Maybe I'm crazy, but I don't see any benefit to Nora lying in the finale. Even if she said "I bailed at the last moment and was too ashamed, so I hid" I can't imagine that would change how Kevin feels. Unless I'm just totally missing the point.
Also Kevin talks about having a heart condition and a pacemaker installed. In the previous episode, his chest is cut open and machinery is pulled out.
This was such an understated, simple finale. I really loved it. I always think back to the Garveys at Their Best episode, when Senior tells Junior that "this is enough" once Junior admits to feeling a little unfulfilled with having a family and career pre-departure. It's just such a good mission statement. The apparent senselessness of the departure leaves people in a position where they're either taking for granted the concept of family/stability (both Kevins) or openly waging war on it (the GR). In the end, it seems as if the world and the characters we've followed during S3 have reached a sort of stasis and found their way back to stability, while those who fought to destroy or rebel against those ideas have died or otherwise fallen off. I think it's great. With regards to Laurie, I'm reminded of how I felt at the end of Mad Men. I went into the final season picturing some big reckoning for almost every character, that more than one would die, and theorizing ways that other cruelties would fall on them, and at the end I was wondering why I had felt that way.
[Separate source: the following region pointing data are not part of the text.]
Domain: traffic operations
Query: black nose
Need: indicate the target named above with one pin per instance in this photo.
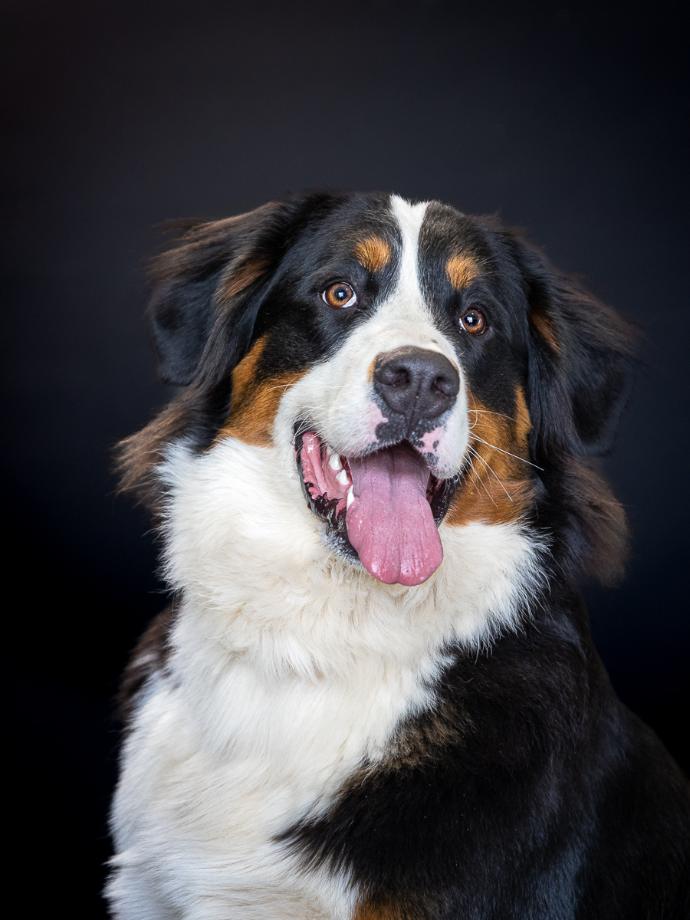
(417, 383)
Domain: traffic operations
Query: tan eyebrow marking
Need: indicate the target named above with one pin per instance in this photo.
(461, 270)
(373, 253)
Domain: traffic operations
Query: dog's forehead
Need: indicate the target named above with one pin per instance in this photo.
(376, 229)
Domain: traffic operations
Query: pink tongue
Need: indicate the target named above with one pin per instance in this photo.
(390, 523)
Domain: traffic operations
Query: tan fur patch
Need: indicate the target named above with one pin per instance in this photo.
(497, 487)
(373, 910)
(373, 253)
(544, 327)
(461, 270)
(254, 404)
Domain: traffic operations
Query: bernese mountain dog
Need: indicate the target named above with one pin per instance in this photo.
(375, 695)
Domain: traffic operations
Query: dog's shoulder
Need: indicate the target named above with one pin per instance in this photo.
(150, 656)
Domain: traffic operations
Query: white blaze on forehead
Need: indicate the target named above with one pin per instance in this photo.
(409, 218)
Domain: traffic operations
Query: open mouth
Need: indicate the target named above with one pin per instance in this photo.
(384, 507)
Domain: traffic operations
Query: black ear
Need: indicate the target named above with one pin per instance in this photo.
(204, 297)
(580, 361)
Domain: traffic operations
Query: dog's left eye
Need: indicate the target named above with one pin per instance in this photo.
(339, 295)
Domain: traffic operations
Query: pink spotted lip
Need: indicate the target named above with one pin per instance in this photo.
(385, 505)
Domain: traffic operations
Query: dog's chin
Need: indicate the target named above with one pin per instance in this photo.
(381, 508)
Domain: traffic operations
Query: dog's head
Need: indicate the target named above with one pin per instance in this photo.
(393, 368)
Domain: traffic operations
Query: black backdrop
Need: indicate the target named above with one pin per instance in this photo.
(569, 121)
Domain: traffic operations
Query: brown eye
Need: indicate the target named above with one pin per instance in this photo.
(339, 295)
(473, 321)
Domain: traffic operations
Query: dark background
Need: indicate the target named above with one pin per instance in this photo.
(570, 121)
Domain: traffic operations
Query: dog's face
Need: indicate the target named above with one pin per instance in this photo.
(404, 366)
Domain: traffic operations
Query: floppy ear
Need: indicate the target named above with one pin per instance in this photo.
(580, 361)
(202, 310)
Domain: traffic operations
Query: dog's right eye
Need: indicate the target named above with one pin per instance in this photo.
(339, 295)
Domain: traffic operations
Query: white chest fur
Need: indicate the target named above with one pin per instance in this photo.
(289, 668)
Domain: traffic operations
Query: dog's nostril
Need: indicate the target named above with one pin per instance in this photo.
(446, 385)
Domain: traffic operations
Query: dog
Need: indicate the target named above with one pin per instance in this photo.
(374, 695)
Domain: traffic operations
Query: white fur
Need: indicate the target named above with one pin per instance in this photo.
(290, 666)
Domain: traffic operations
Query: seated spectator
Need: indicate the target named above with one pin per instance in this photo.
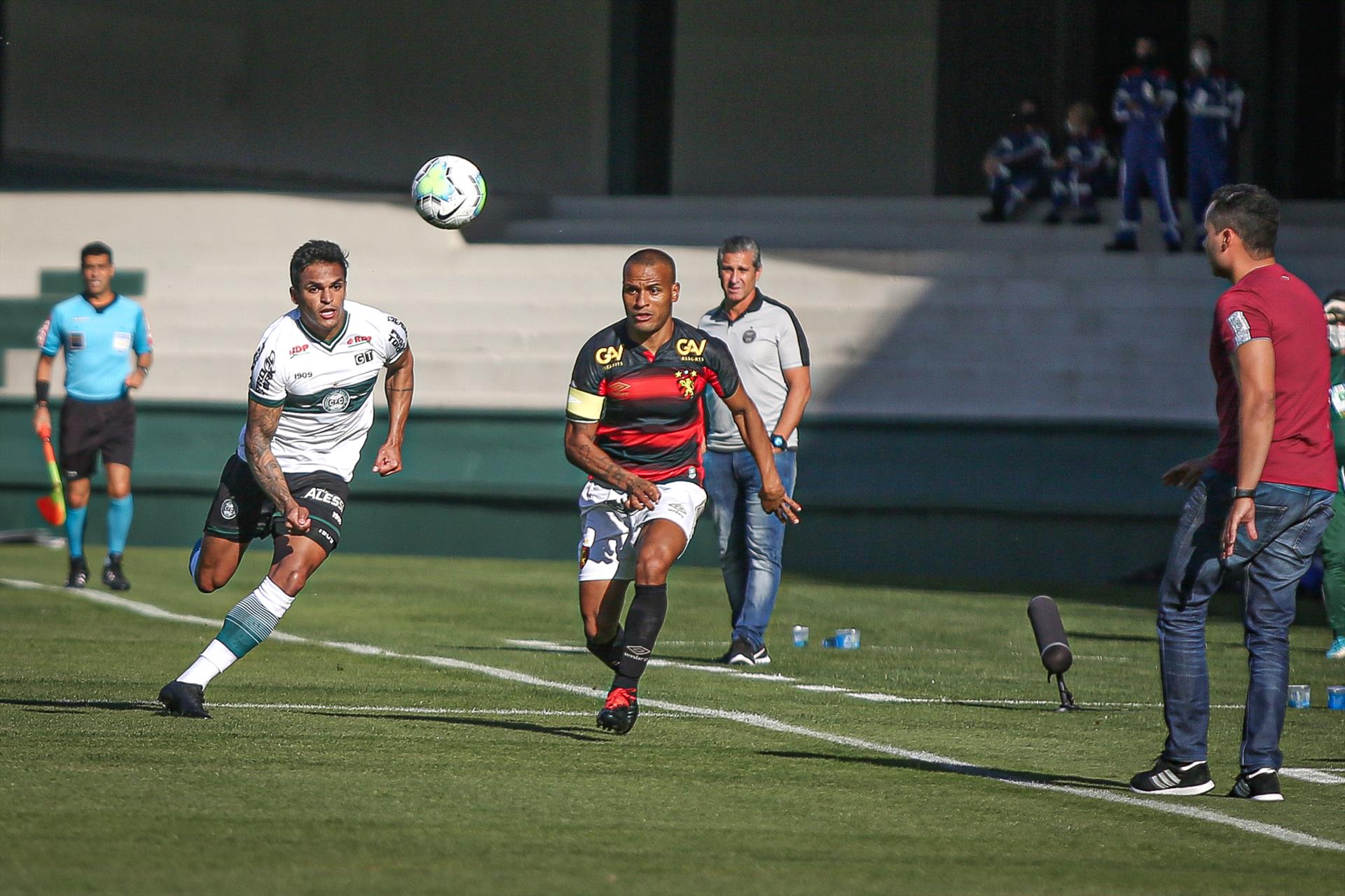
(1082, 171)
(1019, 163)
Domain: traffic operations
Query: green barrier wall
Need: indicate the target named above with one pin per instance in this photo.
(995, 501)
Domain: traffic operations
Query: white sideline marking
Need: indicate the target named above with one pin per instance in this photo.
(755, 720)
(556, 647)
(1313, 776)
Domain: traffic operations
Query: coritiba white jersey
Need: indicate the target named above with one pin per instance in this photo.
(323, 387)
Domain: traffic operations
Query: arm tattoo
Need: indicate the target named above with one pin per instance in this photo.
(261, 428)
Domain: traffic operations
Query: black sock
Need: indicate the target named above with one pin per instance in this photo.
(642, 628)
(608, 652)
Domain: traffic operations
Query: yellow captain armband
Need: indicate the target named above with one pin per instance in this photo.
(584, 406)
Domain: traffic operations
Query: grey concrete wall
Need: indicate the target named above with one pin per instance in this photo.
(794, 97)
(343, 89)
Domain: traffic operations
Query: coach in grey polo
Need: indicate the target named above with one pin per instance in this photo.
(773, 358)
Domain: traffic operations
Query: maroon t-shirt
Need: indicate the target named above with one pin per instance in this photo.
(1270, 303)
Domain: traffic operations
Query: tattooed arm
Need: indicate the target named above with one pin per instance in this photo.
(583, 451)
(261, 428)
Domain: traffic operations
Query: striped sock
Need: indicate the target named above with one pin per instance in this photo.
(248, 625)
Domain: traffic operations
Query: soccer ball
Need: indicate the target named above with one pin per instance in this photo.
(448, 191)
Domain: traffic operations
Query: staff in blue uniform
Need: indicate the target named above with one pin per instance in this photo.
(1143, 100)
(108, 353)
(1017, 165)
(1213, 115)
(1082, 170)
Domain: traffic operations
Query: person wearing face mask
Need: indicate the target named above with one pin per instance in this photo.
(1333, 542)
(1019, 163)
(1143, 102)
(1215, 112)
(1080, 171)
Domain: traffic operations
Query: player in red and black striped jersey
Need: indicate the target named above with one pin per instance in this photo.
(635, 425)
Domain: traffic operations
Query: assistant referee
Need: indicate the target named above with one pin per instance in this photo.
(108, 353)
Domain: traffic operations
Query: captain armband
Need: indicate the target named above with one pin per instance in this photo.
(584, 406)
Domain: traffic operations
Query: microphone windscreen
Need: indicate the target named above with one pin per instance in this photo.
(1051, 635)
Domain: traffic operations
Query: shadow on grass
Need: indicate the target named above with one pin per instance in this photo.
(570, 732)
(954, 769)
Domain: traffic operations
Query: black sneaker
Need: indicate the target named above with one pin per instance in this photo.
(185, 700)
(1173, 779)
(1261, 785)
(740, 654)
(112, 574)
(78, 576)
(619, 712)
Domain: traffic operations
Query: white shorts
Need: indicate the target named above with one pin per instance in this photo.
(608, 533)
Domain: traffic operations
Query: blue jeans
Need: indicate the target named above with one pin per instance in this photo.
(1290, 521)
(751, 540)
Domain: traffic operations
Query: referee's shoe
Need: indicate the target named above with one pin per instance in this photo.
(1173, 779)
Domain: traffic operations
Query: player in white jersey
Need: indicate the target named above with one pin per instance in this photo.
(308, 415)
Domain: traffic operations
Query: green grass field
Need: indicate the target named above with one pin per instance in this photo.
(457, 760)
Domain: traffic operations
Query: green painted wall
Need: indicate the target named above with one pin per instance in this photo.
(1004, 501)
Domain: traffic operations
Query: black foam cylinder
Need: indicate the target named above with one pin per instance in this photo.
(1051, 635)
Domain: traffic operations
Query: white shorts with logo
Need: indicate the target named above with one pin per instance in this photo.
(609, 533)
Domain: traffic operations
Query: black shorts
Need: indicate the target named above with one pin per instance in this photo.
(242, 511)
(92, 427)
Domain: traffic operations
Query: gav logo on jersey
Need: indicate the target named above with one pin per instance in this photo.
(690, 349)
(336, 401)
(609, 355)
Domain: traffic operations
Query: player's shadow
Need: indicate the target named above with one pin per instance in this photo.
(954, 769)
(568, 732)
(73, 707)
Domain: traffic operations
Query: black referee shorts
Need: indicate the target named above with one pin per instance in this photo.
(93, 427)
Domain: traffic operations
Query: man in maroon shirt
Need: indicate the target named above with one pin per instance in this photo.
(1260, 502)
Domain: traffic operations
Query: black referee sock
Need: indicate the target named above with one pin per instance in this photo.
(608, 652)
(643, 622)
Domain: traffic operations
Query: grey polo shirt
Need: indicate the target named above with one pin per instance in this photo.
(766, 342)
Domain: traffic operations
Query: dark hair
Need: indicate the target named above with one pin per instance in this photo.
(653, 257)
(740, 244)
(1250, 212)
(96, 248)
(312, 253)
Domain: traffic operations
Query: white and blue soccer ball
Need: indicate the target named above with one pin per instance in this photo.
(448, 191)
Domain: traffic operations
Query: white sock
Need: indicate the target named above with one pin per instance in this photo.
(213, 661)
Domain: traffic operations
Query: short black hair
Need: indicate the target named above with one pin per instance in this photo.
(1250, 212)
(312, 253)
(96, 248)
(651, 257)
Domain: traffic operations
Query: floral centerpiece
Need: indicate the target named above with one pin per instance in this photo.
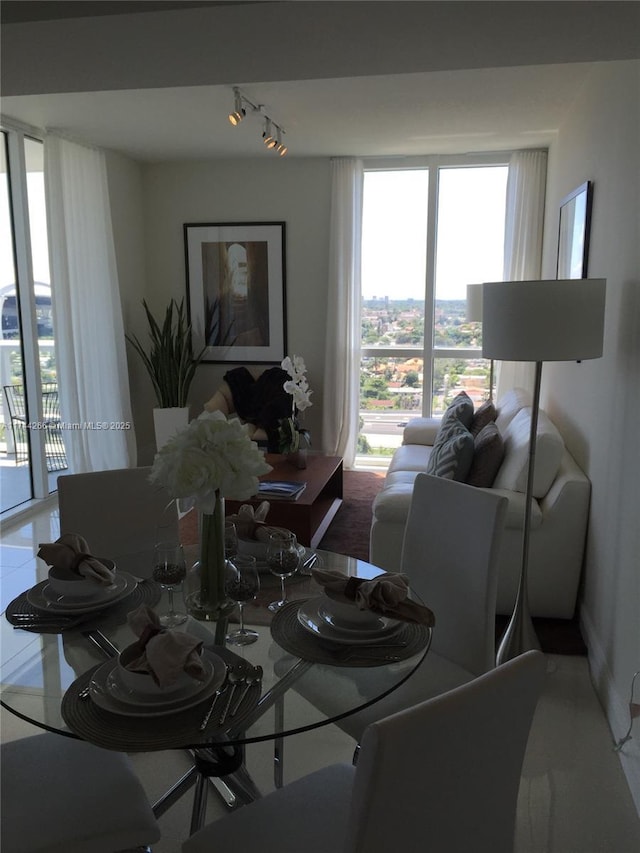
(292, 436)
(212, 459)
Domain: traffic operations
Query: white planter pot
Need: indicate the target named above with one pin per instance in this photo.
(169, 421)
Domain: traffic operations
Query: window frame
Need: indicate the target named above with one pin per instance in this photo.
(429, 352)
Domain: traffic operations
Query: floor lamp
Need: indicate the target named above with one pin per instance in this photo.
(558, 320)
(474, 315)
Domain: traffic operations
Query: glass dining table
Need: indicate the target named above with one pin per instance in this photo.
(59, 675)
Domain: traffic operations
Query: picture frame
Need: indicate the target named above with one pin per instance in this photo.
(236, 296)
(573, 232)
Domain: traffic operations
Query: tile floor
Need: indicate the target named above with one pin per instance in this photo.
(573, 796)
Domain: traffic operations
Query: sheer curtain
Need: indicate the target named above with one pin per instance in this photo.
(90, 343)
(523, 244)
(341, 399)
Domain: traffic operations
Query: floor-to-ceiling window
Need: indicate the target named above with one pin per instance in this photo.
(430, 227)
(32, 449)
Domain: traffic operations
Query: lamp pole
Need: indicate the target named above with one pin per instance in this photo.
(520, 635)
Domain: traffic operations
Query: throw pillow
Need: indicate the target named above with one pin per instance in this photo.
(549, 449)
(452, 453)
(483, 415)
(487, 457)
(461, 409)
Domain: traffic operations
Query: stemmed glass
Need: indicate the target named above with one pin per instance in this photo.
(169, 570)
(241, 584)
(283, 559)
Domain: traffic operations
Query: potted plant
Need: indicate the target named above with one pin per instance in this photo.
(171, 366)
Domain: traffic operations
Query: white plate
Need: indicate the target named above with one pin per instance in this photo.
(101, 692)
(42, 597)
(311, 618)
Of course Don Draper didn't have to die. Similarly, of course Laurie didn't have to die for her journey to be meaningful. (Personally, I assumed she was dead. But I had friends who called themselves "Laurie Truthers")
This was probably the best series finale I can recall watching. As to whether Nora was telling the truth or not, I think she was, but perhaps not the truth in terms of the literal sense; rather in terms of the journey, internally, she took. It sort of does not matter. She did change her mind and realized that she didn't belong in the place they claimed she was going, nor the world she and Kevin shared, so she exiled herself. But, despite the damage and their respective journeys, they made it back to each other. I liked that a lot.
So much to think about. I believe Nora's story, but I'm also leaning towards the theory that her and Kevin are now in his afterlife world.
See, I tend to believe it is a metaphorical story because her journey has been one of tearing down the tales by which we find comfort, the ability to live and connect with others. Living like that made those things impossible. But, when Nora tells that story, I think that's her giving into the part of herself that tells the stories that bring folks together. Her rejection of Kevin's story was that it involved erasure, the separation of those connections, whereas she took the facts and reinterpreted them.
Nora's journey could have been just as "real" to her as Kevin's assassination journeys were to him, in that it wasn't real at all but he still learned a lot from it. Doesn't really matter. I'm just glad they're together.
It's an interesting commentary on faith that at first I immediately believed Nora's story, but as the hours pass and I think about it and more people pick it apart I'm questioning it.
I didn't think to question it either, so it could be taken either way: It actually did happen and that's why it was so straight forward or It didn't happen and the scene wasn't done well enough by the director, writers, etc... to make it clear you "should" question it In the end, I don't really care, haha. But this could be a good example of how discussing shows in depth like this online (for me) can take away from the enjoyment of the show. I'd rather be left to my own devices, but sometimes I can't help but check out other people's thoughts online.
i see all the theories and they're fun to read and everything , but for now I'm very satisfied with the ending and don't care to really engage in those discussions. I'm okay with taking what Nora said at face value. These two characters that I care a whole lot about are together and probably going to be okay. That's enough for me.
Was there any other symbolism behind the goat scene other than it was choking on the sins of others? And I guess maybe Nora taking those sins on herself to help the goat?? Idk
Everyone keeps talknig about how they ended up together and are happy for them, but goddamn...Kevin spent what seems to be 15-20ish years looking for her, and it was probably eating at him that entire time.